Angles between dots doesn't make sense, so you probably mean something slightly different.

I would imagine that you actually have this information:

1) You have the position co-ordinate of an enemy.

2) You have the position co-ordinate of your bot

3) You have the direction vector of your bot

Firstly, translate all of these into vectors; you have 2 position vectors and 1 direction vector.

Now you need to make your calculations relative to the bot position vector, so subtract the position vector of the bot from the position vector of the bot and the position vector of the enemy (store these in some temporary vector variables, by the way).
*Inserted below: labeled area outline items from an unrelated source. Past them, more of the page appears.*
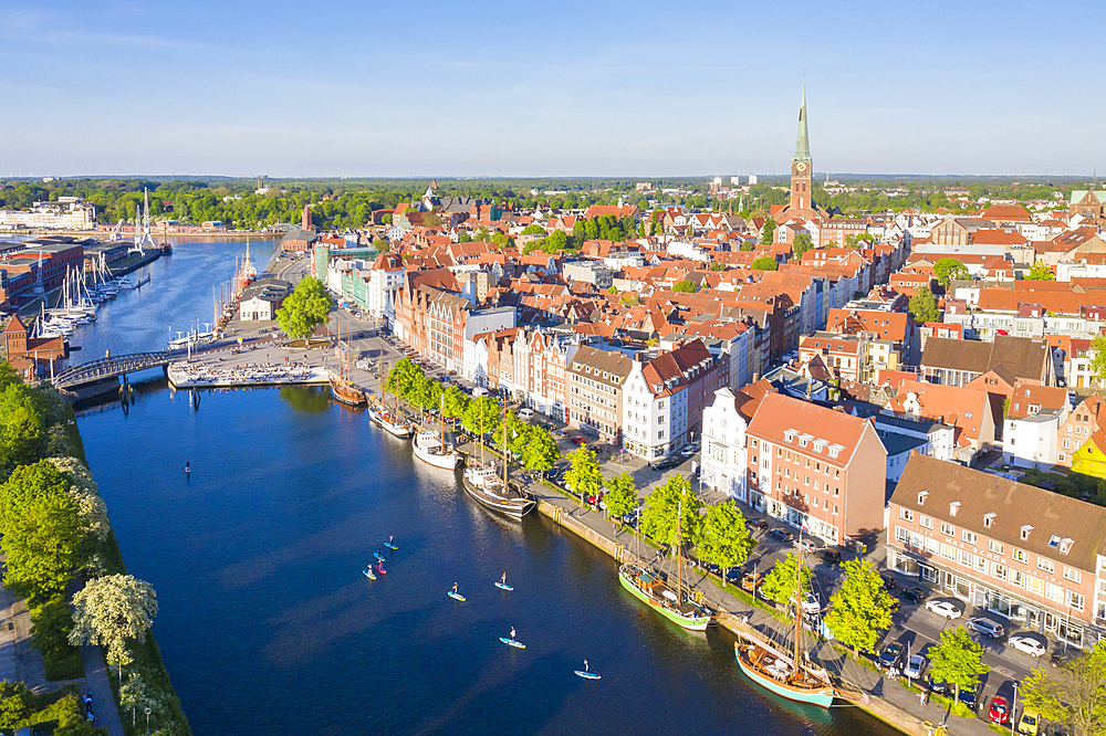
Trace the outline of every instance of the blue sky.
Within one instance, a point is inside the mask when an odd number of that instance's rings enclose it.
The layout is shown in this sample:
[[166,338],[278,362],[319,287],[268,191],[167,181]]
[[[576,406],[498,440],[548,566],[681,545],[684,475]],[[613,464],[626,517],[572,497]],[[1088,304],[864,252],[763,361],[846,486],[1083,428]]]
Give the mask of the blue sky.
[[0,177],[782,174],[804,75],[818,172],[1106,172],[1104,21],[1102,0],[6,0]]

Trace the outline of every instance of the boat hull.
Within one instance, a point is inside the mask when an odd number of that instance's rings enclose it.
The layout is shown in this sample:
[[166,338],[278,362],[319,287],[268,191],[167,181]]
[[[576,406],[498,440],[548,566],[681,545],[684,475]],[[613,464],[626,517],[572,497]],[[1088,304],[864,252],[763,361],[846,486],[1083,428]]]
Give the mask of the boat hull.
[[418,438],[411,441],[411,451],[416,458],[428,465],[434,465],[435,467],[457,470],[457,467],[461,464],[461,455],[456,450],[446,454],[427,452],[426,449],[419,445]]
[[650,596],[647,596],[640,588],[638,588],[634,583],[634,580],[630,578],[630,576],[627,575],[624,571],[623,568],[618,569],[618,582],[620,582],[622,587],[625,588],[626,590],[628,590],[632,596],[634,596],[635,598],[637,598],[638,600],[640,600],[643,603],[647,603],[649,606],[649,608],[651,608],[653,610],[657,611],[658,613],[660,613],[661,616],[664,616],[666,619],[668,619],[669,621],[671,621],[672,623],[675,623],[675,624],[677,624],[679,627],[682,627],[682,628],[688,629],[690,631],[706,631],[707,625],[710,624],[710,617],[709,616],[707,616],[707,617],[702,617],[702,616],[696,616],[696,617],[681,616],[677,611],[674,611],[674,610],[671,610],[671,609],[669,609],[669,608],[667,608],[665,606],[661,606],[660,601],[658,601],[657,599],[655,599],[655,598],[653,598]]
[[499,498],[489,496],[483,492],[482,488],[477,487],[467,477],[462,479],[462,485],[465,486],[466,493],[472,496],[472,500],[479,503],[484,508],[490,508],[493,512],[504,514],[511,518],[522,518],[529,514],[533,507],[536,505],[530,498],[520,498],[518,501],[501,501]]
[[808,703],[824,708],[833,705],[834,690],[832,687],[818,687],[814,690],[807,687],[794,687],[761,674],[741,659],[741,653],[738,650],[734,650],[734,655],[738,661],[738,666],[745,674],[745,676],[764,690],[771,691],[780,697],[786,697],[789,701],[795,701],[796,703]]

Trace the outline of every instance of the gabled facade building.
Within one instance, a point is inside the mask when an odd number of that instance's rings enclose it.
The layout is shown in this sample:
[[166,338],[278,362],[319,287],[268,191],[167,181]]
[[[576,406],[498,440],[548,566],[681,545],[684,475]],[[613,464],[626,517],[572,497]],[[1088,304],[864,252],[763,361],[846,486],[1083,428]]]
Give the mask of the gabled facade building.
[[898,572],[1076,646],[1106,637],[1106,508],[914,455],[888,516]]

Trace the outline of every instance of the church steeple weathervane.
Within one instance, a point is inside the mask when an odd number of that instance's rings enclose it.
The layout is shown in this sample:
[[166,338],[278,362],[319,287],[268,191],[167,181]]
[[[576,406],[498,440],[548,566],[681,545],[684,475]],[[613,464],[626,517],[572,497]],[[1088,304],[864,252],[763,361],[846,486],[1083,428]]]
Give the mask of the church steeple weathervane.
[[811,139],[806,129],[806,83],[803,82],[803,104],[799,108],[799,135],[795,137],[795,155],[792,161],[806,161],[811,159]]

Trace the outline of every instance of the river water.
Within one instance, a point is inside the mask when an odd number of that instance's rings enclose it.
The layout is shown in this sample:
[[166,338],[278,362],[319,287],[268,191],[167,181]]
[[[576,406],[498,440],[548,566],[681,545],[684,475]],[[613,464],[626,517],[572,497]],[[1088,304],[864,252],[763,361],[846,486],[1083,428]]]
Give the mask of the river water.
[[[159,348],[169,325],[206,318],[242,248],[179,242],[152,288],[76,336],[84,357]],[[728,632],[667,623],[611,558],[536,514],[486,513],[325,389],[196,407],[139,386],[129,413],[79,423],[124,559],[157,590],[154,631],[198,736],[896,733],[751,685]],[[368,580],[389,535],[399,549]],[[493,586],[503,572],[514,591]],[[453,582],[467,602],[446,596]],[[511,627],[525,650],[499,641]],[[601,681],[573,675],[584,659]]]

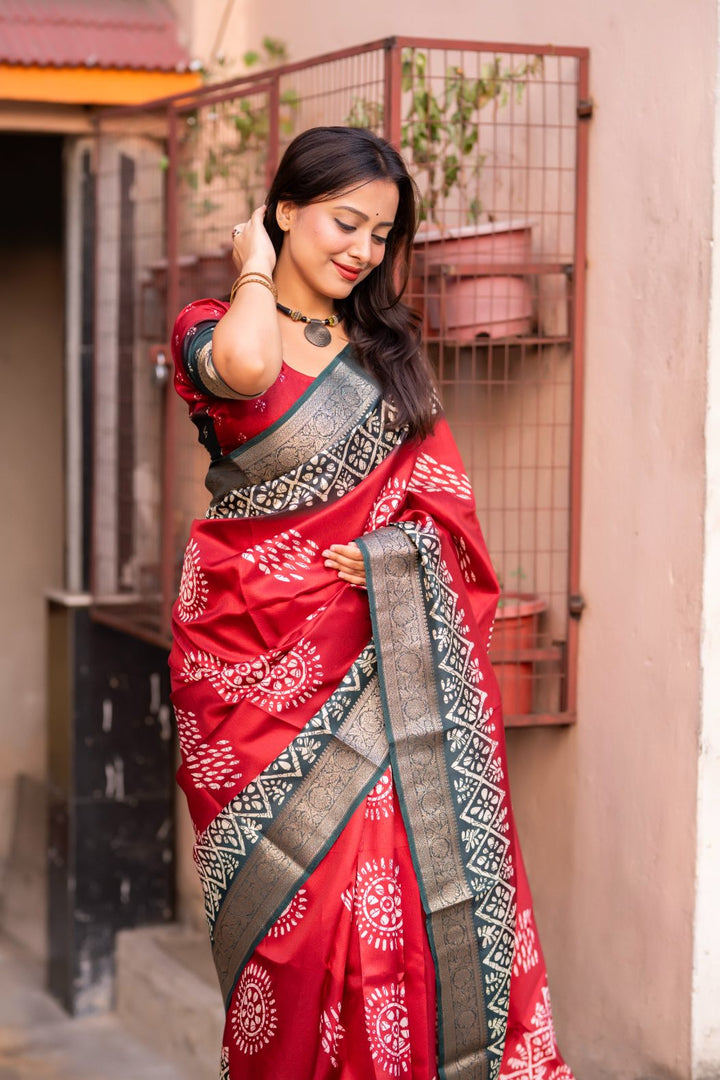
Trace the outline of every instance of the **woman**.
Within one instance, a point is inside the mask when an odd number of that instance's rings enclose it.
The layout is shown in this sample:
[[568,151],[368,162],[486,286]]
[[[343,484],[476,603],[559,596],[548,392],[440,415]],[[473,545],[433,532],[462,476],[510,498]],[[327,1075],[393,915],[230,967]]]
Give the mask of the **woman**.
[[487,659],[498,585],[400,301],[416,192],[298,136],[176,323],[210,451],[174,613],[178,779],[227,1005],[221,1076],[571,1078]]

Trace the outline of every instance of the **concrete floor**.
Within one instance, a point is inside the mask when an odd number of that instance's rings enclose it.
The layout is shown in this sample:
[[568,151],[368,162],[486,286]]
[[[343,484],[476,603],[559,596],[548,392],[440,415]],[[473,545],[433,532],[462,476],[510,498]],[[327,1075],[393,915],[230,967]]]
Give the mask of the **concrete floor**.
[[179,1074],[116,1016],[68,1016],[44,991],[38,960],[0,935],[0,1080],[179,1080]]

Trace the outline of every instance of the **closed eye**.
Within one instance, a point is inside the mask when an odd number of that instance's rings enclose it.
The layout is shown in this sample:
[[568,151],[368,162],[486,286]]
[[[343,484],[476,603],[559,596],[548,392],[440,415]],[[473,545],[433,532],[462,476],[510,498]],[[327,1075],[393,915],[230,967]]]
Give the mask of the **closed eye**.
[[[356,226],[348,225],[347,221],[341,221],[337,217],[335,219],[335,224],[338,226],[339,229],[342,229],[343,232],[356,232]],[[377,233],[375,232],[372,233],[372,240],[376,242],[376,244],[385,245],[389,239],[390,239],[389,237],[379,237]]]

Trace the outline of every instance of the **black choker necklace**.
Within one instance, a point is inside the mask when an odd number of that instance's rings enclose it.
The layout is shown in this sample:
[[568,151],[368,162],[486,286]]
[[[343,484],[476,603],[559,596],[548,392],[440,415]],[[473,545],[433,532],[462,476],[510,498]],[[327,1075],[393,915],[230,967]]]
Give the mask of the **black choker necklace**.
[[330,315],[329,319],[310,319],[309,315],[303,315],[301,311],[293,311],[293,308],[286,308],[284,303],[276,303],[275,307],[284,315],[287,315],[288,319],[291,319],[294,323],[304,323],[305,328],[302,333],[310,343],[316,345],[318,349],[324,349],[332,340],[332,335],[328,330],[328,326],[337,326],[342,319],[342,315]]

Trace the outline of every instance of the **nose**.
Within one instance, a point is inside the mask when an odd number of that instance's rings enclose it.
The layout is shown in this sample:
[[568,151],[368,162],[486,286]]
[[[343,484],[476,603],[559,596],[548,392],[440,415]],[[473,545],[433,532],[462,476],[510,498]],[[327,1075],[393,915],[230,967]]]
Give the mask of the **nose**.
[[369,231],[357,229],[353,233],[352,244],[348,248],[348,254],[352,255],[358,262],[362,262],[363,266],[372,261],[372,238]]

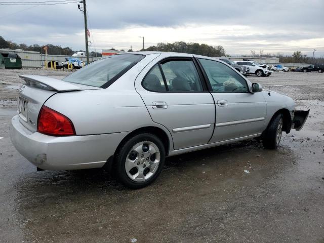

Now you have a direction vector and the position vector of the enemy relative to the bot position.

It is simple to find the angle between the two now by using the property that:

**a** .

**b** = |

**a**||

**b**|cos(theta)

Rearrange:-

cos(theta) = (

**a** .

**b**) / |

**a**||

**b**|

Now it is simple to find an expression for theta (the angle that your bot has to turn):-

theta = arccos((

**a** .

**b**) / |

**a**||

**b**|)

Here is a bit of untested pseudo-code:-

[syntax="QBASIC"]

TYPE Vec2D

x AS SINGLE

y AS SINGLE

END TYPE

...

' Assuming we have 3 vectors here:- the direction vector of the

' bot (bot-dir), the position vector of the bot and the position

' vector of the enemy.

DIM enemyRelativePosition AS Vec2D

enemyRelativePosition.x = enemyPosition.x - botPosition.x

enemyRelativePosition.y = enemyPosition.y - botPosition.y

' Since the direction vector is already relative to the bot position,

' we don't need to translate it.

dotProduct! = (enemyRelativePosition.x * botDirection.x) + (enemyRelativePosition.y * botDirection.y)

modDirection! = SQR((botDirection.x * botDirection.x) + (botDirection.y * botDirection.y))

modRelativeEnemyPosition! = SQR((enemyRelativePosition.x * enemyRelativePosition.x) + (enemyRelativePosition.y * enemyRelativePosition.y))

' Calculate the value of COS(theta!)

cosTheta! = dotProduct! / (modDirection! * modRelativeEnemyPosition!)

' QB only gives us arctan, which is a pain in the arse.

' So, anyway, did some working and this should work to get

' theta out of COS(theta) using ATN.

'

' Here is my working for this:

'

' tan x = (sin x) / (cos x)

' Thus: tan^2 x = (sin^2 x) / (cos^2 x)

'

' sin^2 x = 1 - cos^2 x

'

' Thus: tan^2 x = (1 - cos^2 x) / (cos^2 x)

' Thus: tan x = SQR((1 - cos^2 x) / (cos^2 x))

'

' And finally: x = ATN(SQR((1 - cos^2 x) / (cos^2 x)))

'

tanTheta! = SQR( (1 - (cosTheta! * cosTheta!)) / (cosTheta! * cosTheta!) )

' Finally, we can find theta.

theta! = ATN(tanTheta!)

' This is the angle that we need to turn to face the enemy.

[/syntax]

Like I said, untested code, but the theory, as far as I know, is correct. I tried to explain it quite a bit so hopefully it's okay to follow.

-shiftLynx